Die Sonne scheint in einem Wald zwischen Bäumen hindurch.

Foto: dpa

Osnabrück. In Teilen Niedersachsens steigt zum Wochenende die Waldbrandgefahr. Betroffen sind beispielsweise die Regionen um Lingen und Osnabrück, teilten die niedersächsischen Landesforsten am Freitag mit. "Die Gefahr steigt deutlich, wenn das Gras an Waldwegerändern sowie an waldnahen Straßen- oder Autobahnböschungen trocken wird", sagte Pressesprecherin Wibeke Schmidt. Von März bis Oktober besteht in niedersächsischen Wäldern jedes Jahr ein Rauch- und Feuerverbot. Die regionalen Forstämter erinnern außerdem daran, Fahrzeuge nicht über trockenem Gras abzustellen und keine Zigarettenkippen aus dem Auto in die Böschung zu werfen.

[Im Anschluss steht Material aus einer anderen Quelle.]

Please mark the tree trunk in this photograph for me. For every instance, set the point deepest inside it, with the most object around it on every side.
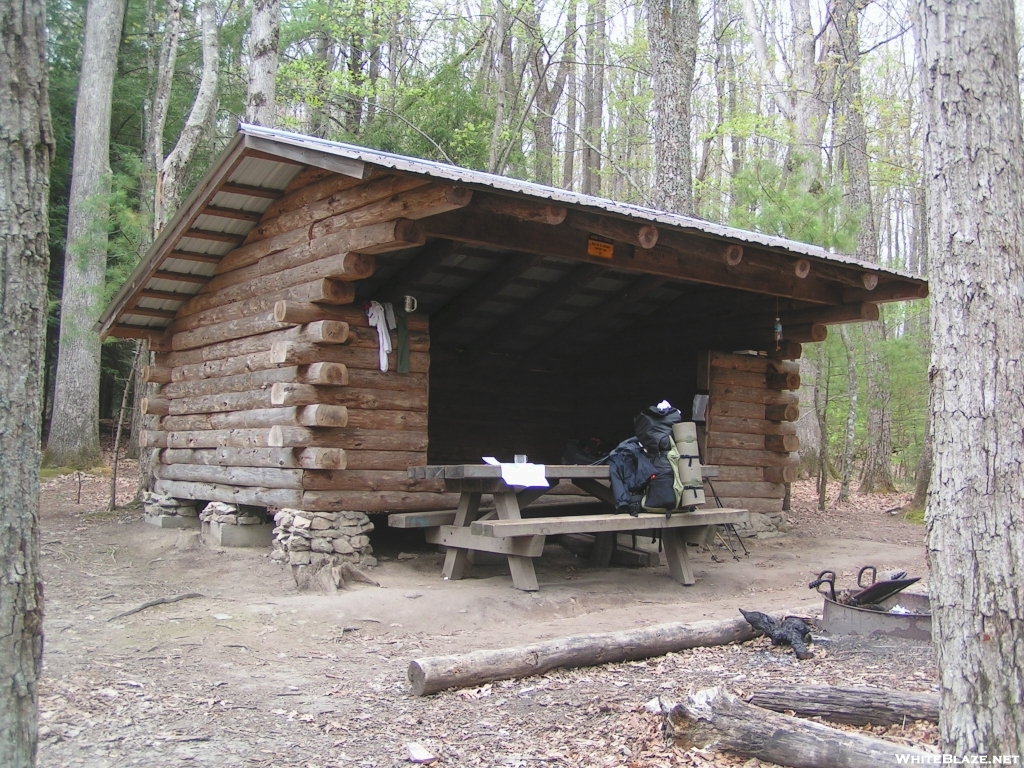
(821, 412)
(974, 161)
(715, 718)
(593, 97)
(26, 153)
(74, 436)
(568, 163)
(672, 31)
(263, 37)
(851, 414)
(170, 182)
(924, 478)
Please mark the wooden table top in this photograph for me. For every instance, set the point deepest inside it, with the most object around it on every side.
(493, 472)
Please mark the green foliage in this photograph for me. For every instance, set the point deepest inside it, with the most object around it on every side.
(772, 199)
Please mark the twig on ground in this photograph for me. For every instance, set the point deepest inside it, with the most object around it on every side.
(158, 601)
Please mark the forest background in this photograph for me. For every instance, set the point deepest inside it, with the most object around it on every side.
(803, 122)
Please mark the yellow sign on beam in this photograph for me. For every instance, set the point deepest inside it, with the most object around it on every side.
(601, 247)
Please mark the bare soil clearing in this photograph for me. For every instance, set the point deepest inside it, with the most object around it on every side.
(256, 674)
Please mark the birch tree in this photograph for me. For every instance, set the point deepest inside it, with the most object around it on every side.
(264, 34)
(74, 437)
(26, 154)
(672, 31)
(974, 162)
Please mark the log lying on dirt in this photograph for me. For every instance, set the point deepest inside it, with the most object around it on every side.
(853, 706)
(715, 719)
(437, 673)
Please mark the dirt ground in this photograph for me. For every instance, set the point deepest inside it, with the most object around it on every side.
(254, 673)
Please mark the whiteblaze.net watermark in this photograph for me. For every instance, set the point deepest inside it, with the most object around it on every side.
(953, 760)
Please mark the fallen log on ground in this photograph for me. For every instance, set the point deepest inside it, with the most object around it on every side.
(158, 601)
(853, 706)
(437, 673)
(715, 719)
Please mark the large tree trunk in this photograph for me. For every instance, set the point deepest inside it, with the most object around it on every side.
(672, 32)
(851, 414)
(593, 110)
(974, 160)
(170, 182)
(571, 72)
(263, 36)
(74, 436)
(26, 152)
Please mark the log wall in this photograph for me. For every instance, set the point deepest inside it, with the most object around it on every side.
(271, 392)
(750, 431)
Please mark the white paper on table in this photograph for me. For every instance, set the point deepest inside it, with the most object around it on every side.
(523, 475)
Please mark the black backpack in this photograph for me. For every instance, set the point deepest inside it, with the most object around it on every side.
(653, 428)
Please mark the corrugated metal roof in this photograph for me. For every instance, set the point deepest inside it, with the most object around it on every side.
(481, 178)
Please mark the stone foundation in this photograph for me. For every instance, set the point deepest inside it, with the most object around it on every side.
(322, 538)
(761, 525)
(168, 512)
(230, 525)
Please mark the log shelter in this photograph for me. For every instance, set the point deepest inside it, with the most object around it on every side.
(542, 316)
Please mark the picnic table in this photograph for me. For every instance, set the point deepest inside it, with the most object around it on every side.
(504, 530)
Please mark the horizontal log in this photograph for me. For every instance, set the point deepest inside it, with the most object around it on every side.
(718, 407)
(340, 265)
(263, 477)
(781, 474)
(853, 706)
(753, 394)
(788, 381)
(384, 460)
(714, 718)
(782, 413)
(736, 439)
(750, 363)
(894, 291)
(322, 458)
(762, 506)
(303, 256)
(748, 491)
(782, 443)
(368, 479)
(376, 501)
(156, 374)
(303, 194)
(301, 217)
(524, 210)
(304, 394)
(224, 384)
(751, 426)
(208, 492)
(299, 312)
(750, 458)
(433, 674)
(299, 353)
(739, 474)
(421, 203)
(155, 406)
(322, 291)
(232, 457)
(283, 458)
(642, 236)
(350, 438)
(148, 438)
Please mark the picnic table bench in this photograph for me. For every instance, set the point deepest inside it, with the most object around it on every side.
(470, 529)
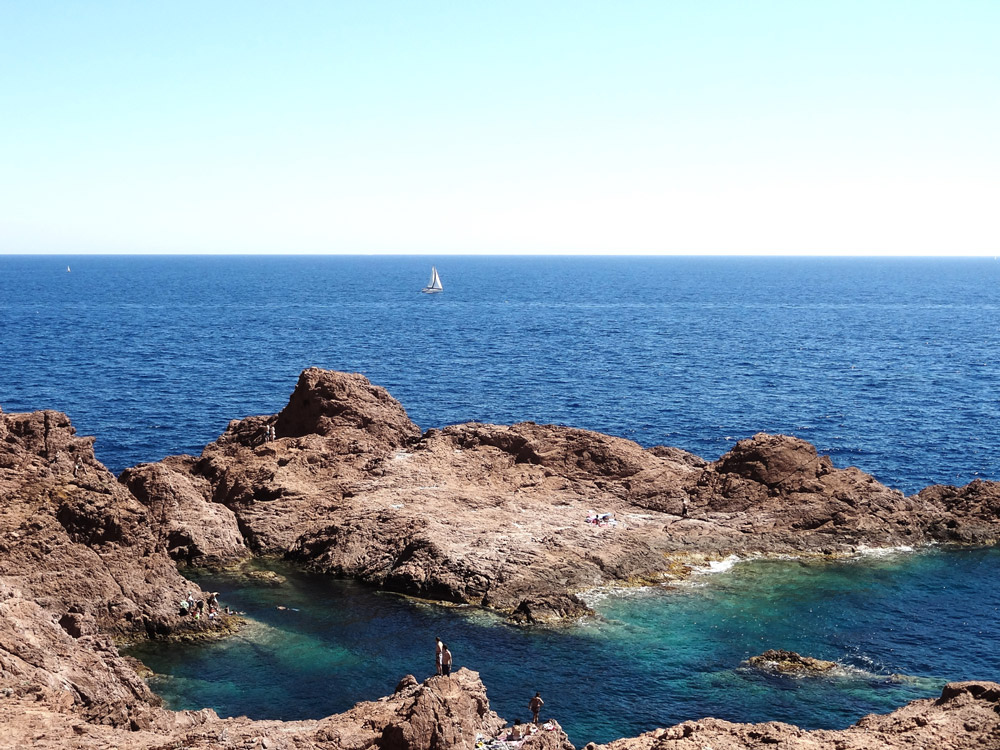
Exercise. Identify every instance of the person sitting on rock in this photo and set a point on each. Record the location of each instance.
(517, 733)
(535, 705)
(446, 661)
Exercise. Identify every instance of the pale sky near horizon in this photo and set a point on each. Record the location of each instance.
(659, 127)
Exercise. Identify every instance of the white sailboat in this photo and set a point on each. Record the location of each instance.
(434, 285)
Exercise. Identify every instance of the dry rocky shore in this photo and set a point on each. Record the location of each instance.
(488, 515)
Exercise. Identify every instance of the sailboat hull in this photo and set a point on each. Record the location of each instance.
(435, 283)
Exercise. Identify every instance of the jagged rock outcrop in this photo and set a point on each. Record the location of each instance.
(967, 715)
(476, 513)
(496, 515)
(79, 566)
(788, 662)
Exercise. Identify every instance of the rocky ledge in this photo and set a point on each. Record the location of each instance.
(342, 481)
(496, 516)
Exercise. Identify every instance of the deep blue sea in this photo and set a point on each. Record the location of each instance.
(886, 364)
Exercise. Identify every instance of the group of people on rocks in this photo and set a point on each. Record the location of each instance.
(443, 658)
(198, 607)
(443, 662)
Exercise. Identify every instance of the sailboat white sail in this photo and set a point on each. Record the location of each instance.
(435, 283)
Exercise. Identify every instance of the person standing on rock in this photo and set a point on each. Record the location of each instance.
(446, 661)
(535, 704)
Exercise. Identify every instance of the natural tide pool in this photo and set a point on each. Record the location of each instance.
(652, 657)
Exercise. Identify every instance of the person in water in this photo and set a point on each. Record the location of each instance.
(535, 705)
(446, 661)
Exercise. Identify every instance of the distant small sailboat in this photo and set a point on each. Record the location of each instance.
(434, 285)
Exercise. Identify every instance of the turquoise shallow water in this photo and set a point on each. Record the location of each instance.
(652, 657)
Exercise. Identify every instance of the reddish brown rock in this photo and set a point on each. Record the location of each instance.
(966, 716)
(485, 514)
(496, 515)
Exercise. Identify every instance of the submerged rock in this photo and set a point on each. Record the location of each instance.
(789, 662)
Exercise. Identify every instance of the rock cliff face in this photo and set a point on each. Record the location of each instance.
(496, 515)
(79, 566)
(965, 716)
(487, 514)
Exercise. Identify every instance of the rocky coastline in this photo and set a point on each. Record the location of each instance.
(342, 482)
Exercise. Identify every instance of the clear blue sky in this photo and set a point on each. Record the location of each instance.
(701, 126)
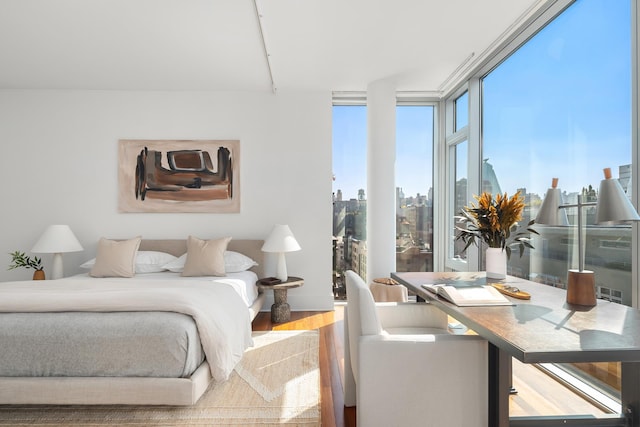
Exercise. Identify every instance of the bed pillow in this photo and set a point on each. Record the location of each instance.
(205, 257)
(115, 258)
(146, 261)
(234, 262)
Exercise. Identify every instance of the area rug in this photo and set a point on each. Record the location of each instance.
(277, 382)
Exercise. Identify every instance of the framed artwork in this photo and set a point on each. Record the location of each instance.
(179, 176)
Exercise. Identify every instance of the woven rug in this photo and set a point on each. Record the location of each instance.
(277, 382)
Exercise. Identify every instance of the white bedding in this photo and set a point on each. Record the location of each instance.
(217, 305)
(244, 282)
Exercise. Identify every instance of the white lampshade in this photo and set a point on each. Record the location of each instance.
(613, 207)
(55, 240)
(550, 212)
(281, 240)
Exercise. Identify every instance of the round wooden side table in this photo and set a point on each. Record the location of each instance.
(280, 310)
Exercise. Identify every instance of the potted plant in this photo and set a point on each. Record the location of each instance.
(494, 221)
(20, 259)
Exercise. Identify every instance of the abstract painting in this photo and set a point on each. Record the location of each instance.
(179, 176)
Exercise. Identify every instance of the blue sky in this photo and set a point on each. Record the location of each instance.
(559, 107)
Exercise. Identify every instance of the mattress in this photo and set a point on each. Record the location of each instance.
(161, 344)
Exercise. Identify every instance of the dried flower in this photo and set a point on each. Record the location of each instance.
(493, 221)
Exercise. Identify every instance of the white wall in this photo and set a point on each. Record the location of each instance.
(59, 166)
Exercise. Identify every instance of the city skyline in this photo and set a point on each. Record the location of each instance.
(568, 125)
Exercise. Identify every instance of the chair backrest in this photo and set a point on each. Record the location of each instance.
(362, 315)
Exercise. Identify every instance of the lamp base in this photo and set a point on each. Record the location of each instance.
(581, 288)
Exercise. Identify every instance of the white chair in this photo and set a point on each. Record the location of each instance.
(403, 367)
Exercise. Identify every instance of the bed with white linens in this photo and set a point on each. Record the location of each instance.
(157, 338)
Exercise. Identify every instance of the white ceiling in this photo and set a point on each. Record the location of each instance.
(338, 45)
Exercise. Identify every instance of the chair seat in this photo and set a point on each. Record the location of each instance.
(415, 331)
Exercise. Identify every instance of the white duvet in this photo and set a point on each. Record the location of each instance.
(220, 313)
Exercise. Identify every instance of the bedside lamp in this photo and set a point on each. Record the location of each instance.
(55, 240)
(281, 240)
(612, 207)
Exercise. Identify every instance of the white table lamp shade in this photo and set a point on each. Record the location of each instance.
(613, 207)
(281, 240)
(550, 212)
(55, 240)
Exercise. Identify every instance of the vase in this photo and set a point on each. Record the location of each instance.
(496, 263)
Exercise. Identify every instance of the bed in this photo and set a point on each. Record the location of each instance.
(123, 341)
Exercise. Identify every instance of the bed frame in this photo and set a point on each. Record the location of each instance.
(127, 390)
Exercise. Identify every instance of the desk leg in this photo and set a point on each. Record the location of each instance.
(499, 386)
(630, 394)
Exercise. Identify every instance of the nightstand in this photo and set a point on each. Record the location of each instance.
(280, 310)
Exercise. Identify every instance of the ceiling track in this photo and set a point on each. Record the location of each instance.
(267, 56)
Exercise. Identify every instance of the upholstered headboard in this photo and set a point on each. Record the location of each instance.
(177, 247)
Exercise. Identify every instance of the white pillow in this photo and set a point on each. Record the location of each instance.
(146, 261)
(234, 262)
(115, 258)
(205, 257)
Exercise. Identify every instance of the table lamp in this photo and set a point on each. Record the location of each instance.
(281, 240)
(55, 240)
(612, 207)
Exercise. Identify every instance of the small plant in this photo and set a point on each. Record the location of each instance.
(495, 222)
(20, 259)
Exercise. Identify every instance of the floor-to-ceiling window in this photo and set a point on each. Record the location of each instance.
(414, 187)
(559, 106)
(349, 197)
(415, 134)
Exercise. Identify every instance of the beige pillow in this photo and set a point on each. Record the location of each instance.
(205, 257)
(116, 258)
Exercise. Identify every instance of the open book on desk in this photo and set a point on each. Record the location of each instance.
(468, 296)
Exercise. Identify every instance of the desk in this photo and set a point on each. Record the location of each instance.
(546, 329)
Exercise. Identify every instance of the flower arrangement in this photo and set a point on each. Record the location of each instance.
(20, 259)
(495, 222)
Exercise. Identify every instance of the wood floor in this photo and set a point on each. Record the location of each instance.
(538, 394)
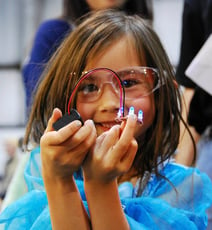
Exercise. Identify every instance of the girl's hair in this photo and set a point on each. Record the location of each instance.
(75, 9)
(89, 39)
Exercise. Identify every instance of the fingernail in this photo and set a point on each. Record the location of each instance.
(89, 122)
(131, 111)
(78, 123)
(140, 115)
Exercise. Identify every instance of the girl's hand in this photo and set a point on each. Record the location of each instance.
(63, 151)
(113, 153)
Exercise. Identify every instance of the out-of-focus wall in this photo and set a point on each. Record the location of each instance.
(19, 20)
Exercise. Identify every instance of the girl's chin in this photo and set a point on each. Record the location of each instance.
(101, 129)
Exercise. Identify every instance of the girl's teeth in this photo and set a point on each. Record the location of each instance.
(131, 111)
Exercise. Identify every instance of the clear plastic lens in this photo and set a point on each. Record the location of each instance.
(136, 81)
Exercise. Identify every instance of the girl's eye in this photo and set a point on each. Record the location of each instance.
(130, 82)
(88, 88)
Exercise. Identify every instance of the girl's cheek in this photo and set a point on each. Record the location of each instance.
(85, 111)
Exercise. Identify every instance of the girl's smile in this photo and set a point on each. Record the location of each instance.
(104, 111)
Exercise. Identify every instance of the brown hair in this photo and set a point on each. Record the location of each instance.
(90, 38)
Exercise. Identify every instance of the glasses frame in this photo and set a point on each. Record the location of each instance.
(86, 74)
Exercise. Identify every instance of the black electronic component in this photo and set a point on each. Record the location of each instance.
(66, 119)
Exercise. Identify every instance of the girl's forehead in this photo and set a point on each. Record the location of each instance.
(118, 55)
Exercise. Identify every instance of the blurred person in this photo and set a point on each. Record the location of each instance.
(196, 28)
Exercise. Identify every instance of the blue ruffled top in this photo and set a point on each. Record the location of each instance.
(180, 202)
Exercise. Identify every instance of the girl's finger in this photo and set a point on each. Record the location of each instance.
(56, 114)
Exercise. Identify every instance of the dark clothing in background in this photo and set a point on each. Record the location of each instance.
(196, 28)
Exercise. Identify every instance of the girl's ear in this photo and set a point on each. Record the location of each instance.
(175, 84)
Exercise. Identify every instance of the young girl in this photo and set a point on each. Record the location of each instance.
(114, 170)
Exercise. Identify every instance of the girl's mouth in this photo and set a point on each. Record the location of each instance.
(106, 125)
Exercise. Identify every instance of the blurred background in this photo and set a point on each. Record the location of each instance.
(19, 19)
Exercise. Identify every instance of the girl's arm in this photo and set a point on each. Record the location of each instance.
(62, 153)
(111, 157)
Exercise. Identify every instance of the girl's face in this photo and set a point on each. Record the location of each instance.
(104, 4)
(104, 110)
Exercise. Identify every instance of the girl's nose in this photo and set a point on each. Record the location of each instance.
(109, 99)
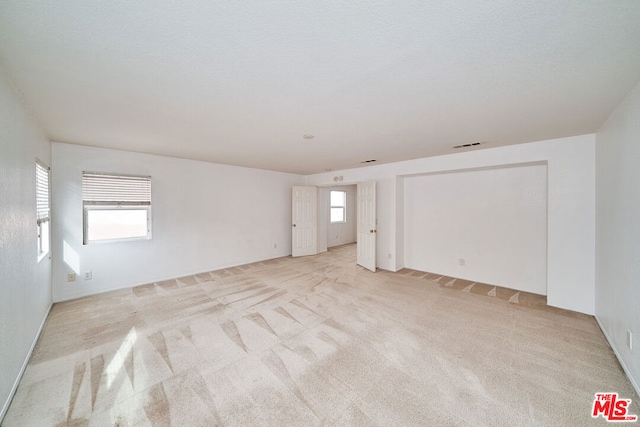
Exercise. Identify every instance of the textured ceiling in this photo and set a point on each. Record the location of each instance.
(241, 82)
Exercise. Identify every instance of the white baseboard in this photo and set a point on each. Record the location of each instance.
(5, 407)
(626, 370)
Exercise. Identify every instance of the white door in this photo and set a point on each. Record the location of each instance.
(304, 227)
(367, 225)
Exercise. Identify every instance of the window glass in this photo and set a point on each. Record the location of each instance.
(42, 209)
(116, 207)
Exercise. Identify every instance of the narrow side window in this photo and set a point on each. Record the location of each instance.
(43, 210)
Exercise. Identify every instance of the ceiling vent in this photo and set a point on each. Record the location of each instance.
(473, 144)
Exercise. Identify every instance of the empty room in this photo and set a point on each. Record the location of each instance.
(319, 213)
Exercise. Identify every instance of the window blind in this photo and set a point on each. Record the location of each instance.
(42, 193)
(104, 189)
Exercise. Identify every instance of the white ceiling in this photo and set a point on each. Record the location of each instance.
(240, 82)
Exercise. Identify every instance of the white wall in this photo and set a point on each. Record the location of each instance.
(495, 219)
(205, 216)
(25, 284)
(618, 231)
(343, 232)
(570, 205)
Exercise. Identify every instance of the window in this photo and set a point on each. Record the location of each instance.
(338, 206)
(42, 209)
(116, 207)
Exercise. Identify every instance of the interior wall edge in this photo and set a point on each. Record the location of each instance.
(12, 393)
(625, 368)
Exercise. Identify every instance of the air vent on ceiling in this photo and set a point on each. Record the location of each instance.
(473, 144)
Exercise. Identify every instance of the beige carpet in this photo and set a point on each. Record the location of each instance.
(315, 341)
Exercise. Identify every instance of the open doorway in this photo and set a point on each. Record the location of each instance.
(341, 225)
(337, 216)
(347, 217)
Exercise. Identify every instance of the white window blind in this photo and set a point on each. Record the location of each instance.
(128, 190)
(42, 193)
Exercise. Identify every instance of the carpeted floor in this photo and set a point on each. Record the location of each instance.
(316, 341)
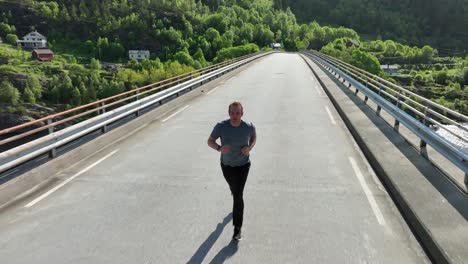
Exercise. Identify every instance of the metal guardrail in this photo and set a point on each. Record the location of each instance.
(415, 112)
(173, 87)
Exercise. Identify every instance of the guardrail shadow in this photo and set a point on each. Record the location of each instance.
(205, 247)
(444, 186)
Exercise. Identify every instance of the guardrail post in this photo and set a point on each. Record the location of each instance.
(50, 130)
(396, 126)
(137, 113)
(103, 111)
(423, 149)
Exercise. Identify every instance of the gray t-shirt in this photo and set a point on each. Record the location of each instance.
(236, 138)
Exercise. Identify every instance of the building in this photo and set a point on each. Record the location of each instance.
(42, 54)
(33, 40)
(138, 54)
(275, 45)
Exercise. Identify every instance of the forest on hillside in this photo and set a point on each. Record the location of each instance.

Durch die anhaltende Trockenheit kann es zudem zu gefährlichen Staubwolken auf den niedersächsischen Autobahnen kommen. Davor warnte die Außenstelle Osnabrück der Autobahn Westfalen in einer Mitteilung am Freitag. "Kommt starker Wind auf, besteht die Möglichkeit, dass Staubwolken von angrenzenden Feldern auf die Autobahnen wehen und die Sicht behindern", so Geschäftsbereichsleiterin Sylke Tech. Besonders die A1 zwischen Neuenkirchen/Vörden und Cloppenburg sowie die A31 zwischen dem Kreuz Schüttorf und Papenburg seien von dieser Problematik betroffen. Auf den Strecken stehen im Frühjahr entsprechende Warnschilder.